Elle n'avait jamais connu d’amant, mais, loin d'être offensée ou effrayée de la hardiesse de June, elle en était au contraire transportée, comme si, subitement, c'était la chose la plus naturelle du monde. Et lorsque June la dévora du regard, tandis que ses mains, sa bouche, s'activaient sur chaque centimètre carré de son corps, elle renversa la tête en arrière et se laissa aller à l’ivresse délicieuse et étourdissante qui la submergeait par vagues.

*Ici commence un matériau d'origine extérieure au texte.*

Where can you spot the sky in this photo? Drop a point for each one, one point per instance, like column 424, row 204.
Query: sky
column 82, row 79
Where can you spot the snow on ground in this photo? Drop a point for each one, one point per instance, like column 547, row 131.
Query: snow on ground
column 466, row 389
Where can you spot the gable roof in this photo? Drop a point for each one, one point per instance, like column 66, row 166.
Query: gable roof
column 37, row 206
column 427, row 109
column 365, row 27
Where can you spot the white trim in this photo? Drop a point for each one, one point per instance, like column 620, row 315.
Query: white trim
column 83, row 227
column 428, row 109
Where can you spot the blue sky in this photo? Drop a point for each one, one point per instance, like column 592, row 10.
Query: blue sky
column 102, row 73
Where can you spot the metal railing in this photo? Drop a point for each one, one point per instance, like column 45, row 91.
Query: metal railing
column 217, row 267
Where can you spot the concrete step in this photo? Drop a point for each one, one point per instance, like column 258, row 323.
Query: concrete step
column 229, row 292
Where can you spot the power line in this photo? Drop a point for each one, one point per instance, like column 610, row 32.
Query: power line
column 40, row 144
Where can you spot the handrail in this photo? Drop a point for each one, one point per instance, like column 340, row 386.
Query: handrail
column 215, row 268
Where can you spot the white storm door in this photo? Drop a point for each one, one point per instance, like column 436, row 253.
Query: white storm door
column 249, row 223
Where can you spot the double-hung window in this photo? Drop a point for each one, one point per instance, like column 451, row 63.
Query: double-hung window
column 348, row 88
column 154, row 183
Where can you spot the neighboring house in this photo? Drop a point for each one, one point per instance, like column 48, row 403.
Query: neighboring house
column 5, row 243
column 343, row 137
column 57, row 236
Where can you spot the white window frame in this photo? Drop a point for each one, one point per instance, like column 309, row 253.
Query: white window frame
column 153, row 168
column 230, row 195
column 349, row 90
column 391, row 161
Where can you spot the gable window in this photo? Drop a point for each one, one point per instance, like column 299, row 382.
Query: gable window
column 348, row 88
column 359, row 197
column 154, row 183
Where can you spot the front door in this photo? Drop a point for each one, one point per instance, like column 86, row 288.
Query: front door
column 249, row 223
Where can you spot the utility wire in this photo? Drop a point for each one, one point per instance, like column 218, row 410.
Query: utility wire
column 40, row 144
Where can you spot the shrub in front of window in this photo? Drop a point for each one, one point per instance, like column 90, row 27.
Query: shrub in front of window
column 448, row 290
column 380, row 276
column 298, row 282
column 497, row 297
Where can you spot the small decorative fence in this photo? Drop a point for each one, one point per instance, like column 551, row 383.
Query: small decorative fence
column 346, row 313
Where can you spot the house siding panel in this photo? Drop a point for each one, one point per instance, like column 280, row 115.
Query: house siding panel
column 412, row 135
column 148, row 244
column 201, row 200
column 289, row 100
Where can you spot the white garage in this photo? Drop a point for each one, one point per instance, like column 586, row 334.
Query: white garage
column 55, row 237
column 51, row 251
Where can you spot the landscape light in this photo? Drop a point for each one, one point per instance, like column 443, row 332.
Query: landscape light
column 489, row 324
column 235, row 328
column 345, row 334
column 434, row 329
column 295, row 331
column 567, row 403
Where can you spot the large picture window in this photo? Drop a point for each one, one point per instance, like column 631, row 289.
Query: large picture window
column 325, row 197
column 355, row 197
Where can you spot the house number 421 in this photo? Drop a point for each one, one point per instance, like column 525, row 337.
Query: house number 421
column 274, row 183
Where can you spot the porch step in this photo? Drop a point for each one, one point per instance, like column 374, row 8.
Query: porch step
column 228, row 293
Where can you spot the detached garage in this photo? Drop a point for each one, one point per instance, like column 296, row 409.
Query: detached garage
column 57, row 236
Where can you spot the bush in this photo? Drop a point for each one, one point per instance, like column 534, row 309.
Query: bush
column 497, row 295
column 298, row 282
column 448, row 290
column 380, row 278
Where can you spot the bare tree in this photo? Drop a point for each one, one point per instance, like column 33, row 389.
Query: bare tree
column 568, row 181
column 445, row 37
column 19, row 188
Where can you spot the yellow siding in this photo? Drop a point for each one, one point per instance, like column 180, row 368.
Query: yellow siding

Peu importe ce qu’elle pourrait bien penser demain. Pour l’instant, plus rien ne comptait, pas même les larmes de délivrance qui dévalaient ses joues.

4 février 2015

Chapitre 3

Arrivée au dojo à l’heure convenue, June fut agréablement surprise de voir que Soann avait fait un travail remarquable en son absence ; la pièce avait été aménagée afin de devenir la salle d’entraînement idéale : shurikens, poignards, épées et bâtons de combat de toutes sortes étaient accrochés aux murs. Un punching-ball occupait un coin, face à un mannequin de frappe. Le sol était couvert de tatamis et l’un des murs disparaissait intégralement derrière une lignée de grands miroirs ayant connu des jours meilleurs.

Soann apparut devant elle et même si elle la regardait tel le chat qui s’apprêtait à manger la souris, June ne put s’empêcher de sourire. Elle adorait la montée d’adrénaline qui accompagnait une épreuve physique et elle devait bien admettre que ses séances de lutte avec Soann lui avaient manqué.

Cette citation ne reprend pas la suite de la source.